Word of the Day: Prosopolepsy
Monday, April 23rd, 2007
prosopolepsy (n.): Respect of persons; especially, a premature opinion or prejudice against a person, formed from his external appearance.
This definition comes straight out of Webster’s 1913 dictionary, and I’ll be the first to admit I’m not entirely sure what “respect of persons” means. The word comes from Greek, a combination of prosopon meaning “person” or “mask” (the likely ancestor of Latin persona and English person) and -lepsy, an Anglicized suffix derived from Greek lepsis and ultimately lambanein meaning “to take” or “to seize.” (Think epilepsy or catalepsy.) Some dude with a Comcast homepage suggests that “prosolepsy” has a sense indicating undue favor or partiality, but I don’t think that makes much sense — it’s certainly not in keeping with the word’s derivation.

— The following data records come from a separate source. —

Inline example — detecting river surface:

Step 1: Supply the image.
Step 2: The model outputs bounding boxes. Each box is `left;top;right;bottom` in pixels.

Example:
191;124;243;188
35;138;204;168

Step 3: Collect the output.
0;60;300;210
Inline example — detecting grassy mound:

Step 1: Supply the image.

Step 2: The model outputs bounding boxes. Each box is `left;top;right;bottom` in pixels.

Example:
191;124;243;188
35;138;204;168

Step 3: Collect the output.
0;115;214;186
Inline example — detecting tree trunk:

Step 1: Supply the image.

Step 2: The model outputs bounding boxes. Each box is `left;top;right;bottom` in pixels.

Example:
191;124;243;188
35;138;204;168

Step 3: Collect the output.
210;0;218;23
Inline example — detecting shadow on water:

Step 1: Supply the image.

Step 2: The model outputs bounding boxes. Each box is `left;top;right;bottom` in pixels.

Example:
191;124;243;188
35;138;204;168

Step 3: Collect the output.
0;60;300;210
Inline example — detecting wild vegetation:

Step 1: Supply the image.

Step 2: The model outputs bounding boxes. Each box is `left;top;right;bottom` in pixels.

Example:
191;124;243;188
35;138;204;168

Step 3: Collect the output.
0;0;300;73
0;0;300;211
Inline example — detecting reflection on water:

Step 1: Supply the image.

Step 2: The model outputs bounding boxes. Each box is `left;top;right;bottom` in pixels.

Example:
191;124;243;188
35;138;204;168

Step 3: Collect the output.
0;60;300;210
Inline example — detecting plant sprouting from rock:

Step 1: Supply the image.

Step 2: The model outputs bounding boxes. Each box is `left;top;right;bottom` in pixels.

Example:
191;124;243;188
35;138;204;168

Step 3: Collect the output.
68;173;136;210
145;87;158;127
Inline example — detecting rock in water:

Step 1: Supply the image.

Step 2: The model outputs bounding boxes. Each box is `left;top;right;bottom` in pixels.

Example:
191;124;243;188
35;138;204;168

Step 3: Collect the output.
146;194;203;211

The reason I bring this up is because I just discovered a brilliant new blog called Judge a Book by Its Cover, which features images of the worst book covers to pass through the public library system. The blog joins faithful standbys Comics Curmudgeon and Hot Chicks with Douchebags as indispensable elements of my blogroll, seen to the right. It occurs to me, having typed that sentence, that today’s word should really be “blogroll” rather than some Hellenic bullshit I just pulled out of my ass that no one will ever use, but, well, we’ve come this far already.

I suppose you, then, prefer the def’n you gave with the opposing clauses; i.e., respect vs. prejudice against.
Webster’s unabridged gives, simply, partiality; and the OED has “respect of persons, undue favour shown to a particular person; partiality” [from Greek prosopolepsia, from prosopon person, face + -lepsia (from lepsis act of taking hold or receiving, acceptance + -ia -y)]
Webster’s 1913 screwed the pooch on this one!